I’ve just decided to make a run for it when I feel a light tap on my shoulder.

‘Hey, are you Ben? This is yours, right?’

Daphne smiles brightly as she holds out a plastic fake revolver.

 

 

Chapter Eight


I was expecting to see her, but still.

For a second, I am caught so completely off guard that I can’t even move. Daphne has to lift my hand up and press the gun into it.

‘They told me: “Ben’s the one who’s not naked”,’ she whispers. ‘So I’m guessing that’s you?’

I nod, dumbly. I can’t believe it’s really her. My heart feels like it’s trying to punch its way out of my chest.

Even in the almost pitch darkness I can tell her smile is on full beam. Her curly hair is pulled back into a ponytail that drapes halfway down her shoulder and she’s dressed in the regulation backstage outfit of tight black top and black leggings; a combination that makes her look a bit like a ballerina or a strangely sexy cat burglar.

I’m vaguely aware that I am just staring openly at her, which is probably coming across as more than a little creepy. But I can’t help it.

When this moment first happened, fifteen years ago, I’d be lying if I said it was a fireworks-in-the-sky, love-at-first-sight revelation. As she handed me the gun, I’m pretty sure all I thought was: ‘Huh, the new props girl is quite hot.’

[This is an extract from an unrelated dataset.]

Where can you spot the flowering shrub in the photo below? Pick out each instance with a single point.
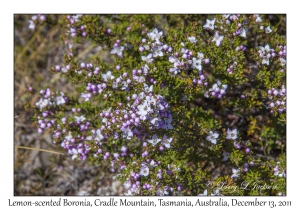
(174, 102)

But now – somehow – I’m standing here looking at the girl who’ll become the woman who’ll become my wife. I’ve spent the past fifteen years with her. I know her inside and out. Or at least I think I do. Either way, I have no idea how to treat her like a total stranger.

This weird, silent trance is shattered by the sensation of Clem’s penis bopping me gently on the thigh as he leans across to introduce himself.

‘I’m Clem,’ he whispers, offering his hand. ‘I’m the one who is naked.’

Daphne nods and shakes it. ‘OK: naked, not naked,’ she says, pointing at him, then me. ‘I think I’ve got it. And I’m Daphne, by the way.’

Clearly, both of them are now finding my slack-jawed gawping slightly awkward, because Daphne dials her smile down and looks away, and Clem starts massaging my shoulders.

‘Ben’s a bit nervous,’ he mouths at her. ‘Even though he’s only got three lines.’